Come sempre in questi meeting non manca il convitato di pietra, in questo caso lo spettro di una guerra commerciale ad ampia diffusione da parte di un’Amministrazione americana che, attraverso le parole del Segretario al Tesoro Mnuchin, ha ben chiarito l’intenzione di proteggere i propri interessi nazionali senza se e senza ma.
A nulla sono valsi tentativi di mediazione: non hanno scalfito la posizione Usa e paradossalmente hanno visto l’eliminazione nel comunicato finale di un richiamo alla lotta al protezionismo, ben evidente nella bozza dello stesso.
Il dibattito viene rimandato a novembre, sempre in Argentina, all’indomani delle elezioni di medium term. Le decisioni sui dazi verso l’Europa verrà legata alle questioni Nato e soprattutto a una definizione dei rapporti con l’Iran, alla quale sono appesi i negoziati tra USA e UE in maniera sempre più evidente. L’incontro con i sauditi ha confermato che ci si stia avviando ad una rescissione unilaterale dell’accordo sul nucleare iraniano.
Chi sperava che con lo scandalo che ha travolto Facebook negli ultimi due giorni si potesse vedere un Trump meno arrembante, ha dovuto arrendersi a un tema sempre più centrale che vede le guerre commerciali dominare. Intanto, i mercati americani hanno chiuso la seconda giornata della settimana in rialzo, dando un messaggio di grande fermezza anche di fronte alle prossime decisioni della Fed. Decisioni che per ora stanno pesando maggiorente sui Treasuries, chiamati a riportarsi stabilmente sopra il 3%.
I fronti aperti della politica commerciale americana sono molteplici. In particolare Messico e Canada sanno bene che essere stati “graziati” avrà una contropartita sulla rinegoziazione del Nafta alla quale non potranno sottrarsi.
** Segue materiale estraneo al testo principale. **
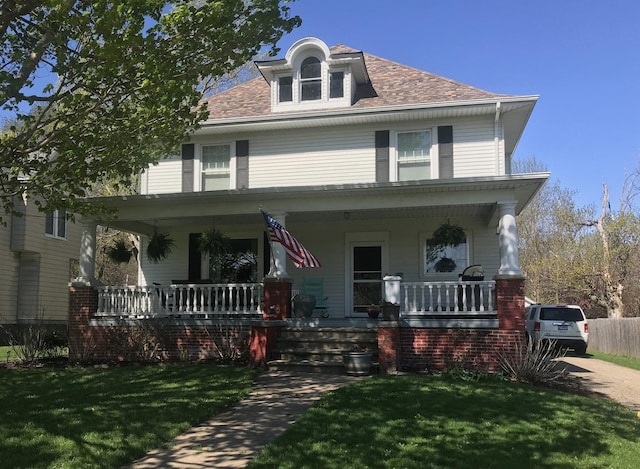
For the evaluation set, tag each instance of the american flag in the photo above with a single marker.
(296, 251)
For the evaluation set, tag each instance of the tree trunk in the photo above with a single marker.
(612, 290)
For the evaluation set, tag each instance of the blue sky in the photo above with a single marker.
(581, 57)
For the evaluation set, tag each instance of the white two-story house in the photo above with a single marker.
(358, 157)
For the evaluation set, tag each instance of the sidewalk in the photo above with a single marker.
(235, 437)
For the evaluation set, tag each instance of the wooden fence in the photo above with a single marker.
(615, 336)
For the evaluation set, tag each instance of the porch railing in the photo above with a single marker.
(440, 298)
(195, 300)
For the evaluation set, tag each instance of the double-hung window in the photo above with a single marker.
(285, 89)
(56, 224)
(215, 167)
(311, 79)
(413, 155)
(336, 85)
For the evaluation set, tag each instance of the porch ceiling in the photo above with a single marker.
(454, 198)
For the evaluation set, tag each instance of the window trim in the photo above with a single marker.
(57, 216)
(426, 235)
(431, 159)
(221, 173)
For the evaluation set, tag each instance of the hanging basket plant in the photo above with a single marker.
(448, 234)
(119, 252)
(159, 247)
(213, 242)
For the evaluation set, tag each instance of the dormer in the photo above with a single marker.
(310, 77)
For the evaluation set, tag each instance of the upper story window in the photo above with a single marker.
(285, 89)
(56, 224)
(336, 85)
(216, 167)
(413, 155)
(311, 79)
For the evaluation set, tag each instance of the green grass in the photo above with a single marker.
(618, 360)
(106, 417)
(431, 422)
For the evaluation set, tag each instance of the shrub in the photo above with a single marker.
(534, 362)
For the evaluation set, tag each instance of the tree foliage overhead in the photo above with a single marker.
(95, 89)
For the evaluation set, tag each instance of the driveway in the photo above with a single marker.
(613, 381)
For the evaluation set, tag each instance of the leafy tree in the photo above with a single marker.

L’azione di Mnuchin che antepone una guerra ai surplus commerciali di Germania e Cina come parola chiave, rispetto al farsi trascinare in una diatriba globale sulle guerre commerciali è chiara. E di fatto potrebbe dimostrarsi vincente se si guarda all’effetto di questo braccio di ferro “sull’investor sentiment” dei tedeschi è rientrato ai livelli del 2016.
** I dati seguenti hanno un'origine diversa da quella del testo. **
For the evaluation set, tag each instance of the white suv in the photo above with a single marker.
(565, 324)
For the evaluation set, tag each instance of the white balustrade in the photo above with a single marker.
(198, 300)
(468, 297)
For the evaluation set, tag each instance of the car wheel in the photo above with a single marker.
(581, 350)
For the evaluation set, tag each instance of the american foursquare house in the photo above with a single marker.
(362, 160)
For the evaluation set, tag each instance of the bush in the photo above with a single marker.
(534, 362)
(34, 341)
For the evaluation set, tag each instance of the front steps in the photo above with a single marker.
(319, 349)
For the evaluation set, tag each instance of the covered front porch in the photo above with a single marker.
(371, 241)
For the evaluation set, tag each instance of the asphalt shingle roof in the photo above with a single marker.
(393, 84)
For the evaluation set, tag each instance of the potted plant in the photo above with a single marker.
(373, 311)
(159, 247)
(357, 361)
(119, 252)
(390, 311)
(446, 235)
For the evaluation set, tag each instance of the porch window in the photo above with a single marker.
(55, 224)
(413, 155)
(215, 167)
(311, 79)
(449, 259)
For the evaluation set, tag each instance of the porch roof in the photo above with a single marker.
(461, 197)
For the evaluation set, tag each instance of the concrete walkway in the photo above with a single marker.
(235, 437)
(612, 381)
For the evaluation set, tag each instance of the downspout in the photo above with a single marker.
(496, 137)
Non a caso la Merkel ha inviato il Ministro dell’Economia tedesco a Washington per incontrare Wilbur Ross, il Segretario al Commercio USA.
L’obiettivo finale di Trump per il prossimo novembre è quello di arrivare a guidare un G20 propenso a ridimensionare il surplus cinese più che a condannare le mire Usa. L’asse franco tedesco sta già orientandosi in questo senso e così Mnuchin è tornato a casa trionfante per aver guidato il dibattito sulle criptovalute, vietando agli americani di “trattare” il Petro venezuelano e gli europei a più miti consigli, favorendo un apprezzamento moderato del dollaro Usa.